Intersection

[Elegy] Privacy lost

Your personal information is not so personal

Joshua Longobardy

Intelius, a company based out of northern Washington state, provides on their website a clearinghouse of personal information—including cell-phone numbers—for more than 90 million private citizens nationwide. For a small cost, this personal information, retrieved from government agencies and sundry third party companies, like credit card and utility corporations, is available to the public at large.

So that now, not only can the background information (age; relatives and associates; prior residences; past bankruptcies and liens, if any) of anyone from you to me to boxing champ Floyd Mayweather Jr., and fellow local Celine Dion be accessed, but we all can be tracked, too, via the numbers to our cell phones, for a one-time fee of less than $20.

This is not surprising. We can no longer claim that. With the increasing population and enhancing technology in today’s America, through which the distance between individual citizens shortens to the point of eradication, one’s privacy in this country has become more and more difficult to protect, to preserve. We all know this. The evidence is prevalent. Not only can a neighbor stand tiptoe and look over his fence into his neighbor’s living room, but he, for the past decade, can also log onto the Internet and dig up his neighbor’s background information from Intelius’ predecessors on the web: KnowX, US Search and even Google, to some extent. Intelius has merely taken it one step further: Now, through cell phones, their numbers published or not, a person can be tracked down against his wishes—at any time, too, as most of us go nowhere without our phones.

This is, however, shocking. Especially for those of us who wish to keep our private lives just that: private. We who prefer our past to remain the past. Who wish not that the tranquility of our personal time be invaded by any ol’ stooge with a credit card and $20 to it. Which is something I, for one, had chosen to believe was an inalienable right in this country—if only because the freedom upon which this country was founded is not authentic but merely lip service bereft of privacy: not just the right to chose privacy for oneself but the duty of everyone else to respect it.

And so, it was my assumption that unless I committed a crime or ran for public office, or conceded my private matters by my own volition, I could expect with some reasonableness for my privacy to be respected.

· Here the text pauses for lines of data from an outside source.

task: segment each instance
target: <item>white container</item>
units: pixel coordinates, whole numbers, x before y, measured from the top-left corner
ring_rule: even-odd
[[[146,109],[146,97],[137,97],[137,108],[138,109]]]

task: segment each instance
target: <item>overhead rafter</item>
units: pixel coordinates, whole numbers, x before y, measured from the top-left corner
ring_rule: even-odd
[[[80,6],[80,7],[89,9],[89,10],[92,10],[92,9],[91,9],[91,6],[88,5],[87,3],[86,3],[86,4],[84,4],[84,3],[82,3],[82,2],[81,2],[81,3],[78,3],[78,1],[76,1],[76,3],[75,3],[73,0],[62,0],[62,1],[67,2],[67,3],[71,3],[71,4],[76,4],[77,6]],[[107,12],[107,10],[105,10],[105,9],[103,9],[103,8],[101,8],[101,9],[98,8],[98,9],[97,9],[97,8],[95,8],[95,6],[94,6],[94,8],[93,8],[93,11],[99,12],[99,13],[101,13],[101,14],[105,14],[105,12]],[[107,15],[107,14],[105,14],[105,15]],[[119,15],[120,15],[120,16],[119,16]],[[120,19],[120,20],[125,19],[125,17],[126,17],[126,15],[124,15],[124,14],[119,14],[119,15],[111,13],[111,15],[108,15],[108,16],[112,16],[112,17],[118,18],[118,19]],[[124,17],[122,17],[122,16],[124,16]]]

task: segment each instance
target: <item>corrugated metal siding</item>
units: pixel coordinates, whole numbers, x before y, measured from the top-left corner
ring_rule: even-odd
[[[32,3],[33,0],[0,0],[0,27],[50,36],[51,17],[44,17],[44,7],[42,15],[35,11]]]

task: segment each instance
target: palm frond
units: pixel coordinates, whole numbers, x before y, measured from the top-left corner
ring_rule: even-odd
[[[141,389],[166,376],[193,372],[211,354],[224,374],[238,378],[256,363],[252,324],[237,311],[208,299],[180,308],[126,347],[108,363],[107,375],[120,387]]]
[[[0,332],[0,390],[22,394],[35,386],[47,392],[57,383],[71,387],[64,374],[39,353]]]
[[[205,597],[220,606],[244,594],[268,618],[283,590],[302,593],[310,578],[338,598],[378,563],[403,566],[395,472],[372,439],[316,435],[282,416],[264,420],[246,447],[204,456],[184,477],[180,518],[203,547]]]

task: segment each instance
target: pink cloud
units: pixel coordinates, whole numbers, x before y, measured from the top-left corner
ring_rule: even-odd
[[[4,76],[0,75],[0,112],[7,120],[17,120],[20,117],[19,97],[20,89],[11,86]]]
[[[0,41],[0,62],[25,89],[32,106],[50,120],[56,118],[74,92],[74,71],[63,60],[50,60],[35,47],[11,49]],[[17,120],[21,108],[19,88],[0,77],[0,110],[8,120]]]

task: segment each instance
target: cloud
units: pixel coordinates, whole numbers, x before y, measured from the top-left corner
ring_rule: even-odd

Not that I anticipated a corporation—any corporation—to practice this responsibility, for in the end they are at liberty to do as they like, but I did anticipate the public—composed of individuals like myself, who together as a mass hold the power over all corporations to either starve or nourish them—would. For one man’s liberty must end where another’s begins.

But I was wrong. More than 1.5 million visitors to intelius.com per day go to show that the public at large not only has no qualms with, but even seeks, the information Intelius provides. (Which, the company states, is intended for background and verification checks—very useful for mothers researching potential nannies; employers, potential employees; lovers, potential mates. To be sure, Intelius, the company, is not to blame.) According to ComScore Media Metrics, the website is the seventh most visited on the Internet. It is not going anywhere.

And so I, for one, am hurt. Privacy lost is a harmful thing. Not that I, a simple man, am a prime target to have my biography commenced, as inchoate as it may be available, or to be tracked on my cell phone, its number available on Intelius. But that’s not the point. The problem is that it’s not only possible—it’s acceptable. As we all know, freedom is not merely being free of invasion, it’s just as much being free from the fear of invasion. For this reason I feel for the celebrity, the Celine Dions and Floyd Mayweather Jrs. Because they are in fact prime. Many of their names come up on the Intelius site; whether or not their personal cell phone numbers are available is unknown knowledge to me. I did not look. For I cannot, at any rate, lend myself to the wrong which I condemn.

A spokeswoman from Intelius says that there are two ways by which you and I can opt out of the company’s database. One is to fax or mail the company a request to opt out, which in the end is just a temporary removal. The other is to be more diligent—and vigilant—when distributing personal information, like your cell phone number, to government agencies and third party corporations. Because, in today’s America, once that information hits the public domain—once it gets out—it is all but impossible to reel back in.